The government plans to import 600,000 tonnes of urea, the most commonly used fertiliser, for financial year 2017 at a price of $227 per tonne compared with an average price of $279.02 per tonne during the last financial year. State-run Metals and Minerals Trading Corporation of India (MMTC) will be the importing agency for this tranche on behalf of the Indian government.
This comes at a time when the Bharatiya Janata Party-led government plans to implement direct benefit transfer of fertiliser subsidy on a pilot basis in selected districts across the country. Urea price in India is controlled and is currently sold at a fixed price of Rs5,360 per tonne. The industry is compensated in the form of subsidy for the difference between production cost and selling price.
“The tendering process is over and imports will be done primarily from Iran and China,” said a senior government official requesting anonymity.
Any savings will help the government which has made a provision of Rs70,000 crore on account of fertiliser subsidies in the Union budget of 2016-17. Nearly 73% of this amount was allocated to urea, accounting for the second largest subsidy after food.

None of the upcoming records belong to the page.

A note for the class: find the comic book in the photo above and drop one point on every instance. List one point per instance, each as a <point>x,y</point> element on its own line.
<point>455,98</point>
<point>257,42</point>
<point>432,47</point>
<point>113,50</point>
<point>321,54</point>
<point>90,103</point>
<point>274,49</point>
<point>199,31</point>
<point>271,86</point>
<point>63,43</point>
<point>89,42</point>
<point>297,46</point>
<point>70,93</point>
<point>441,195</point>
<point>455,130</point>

The first consignment of urea will reach the country within one-and-a-half months, said another government official, who also did not want to be named, aware of the development.
The National Democratic Alliance is trying to ensure a smooth supply of fertilisers to farmers and has put the rural economy as its prime focus given two successive years of drought. According to the current practice of urea import, it generally takes 60-70 days for urea to reach consumer centres once the fertiliser department decides to import.
“This year imports will be far lower as we have sufficient local production,” the second official quoted above said.
India’s annual demand for urea is around 31 million tonnes (MT). The country witnessed a record production of 24.5 MT of urea for the financial year ended 31 March 2016. Due to an increase in the domestic production, urea import in the country during the last fiscal came down by around 3.4% to 8.47 MT compared with 8.75 MT in 2014-15.
Queries emailed on 2 May to the ministry of chemicals and fertilizers and MMTC remained unanswered.
Even if India achieves the same production level of urea as witnessed in financial year 2016, given that demand is around 31 MT, it is expected to import around 6.5 MT of urea for financial year 2017. A back of the envelope calculation shows that if urea prices remain at the same level, the government will save at least $300 million in the current financial year.
While addressing a press conference in New Delhi on 31 March, Union minister for chemicals and fertilizers Ananth Kumar had said that the additional production of urea in the last financial year has not only helped in saving foreign exchange but also in import substitution.
Analysts believe that the price at which urea imports are being done is fairly reasonable.
“Urea prices have recovered from the earlier price of $200 during end of last year and so the price of $227 per tonne seems reasonable. There is an upward pricing risk going forward if oil prices go up, which may lead to increase in gas prices,” said K. Ravichandran, senior vice-president and co-head, corporate ratings, Icra Ltd. Gas is a critical component used in the production of urea.
At present, three state-run firms—State Trading Corporation of India, MMTC and Indian Potash Ltd—are allowed to import urea. Moreover, these importing agencies are given instructions by the government for the quantum and timing of import.
VCCircle on 30 March reported that the government has set up a committee led by Amitabh Kant, chief executive officer of Niti Aayog, to give recommendations on de-canalising urea imports which will allow more firms to import urea.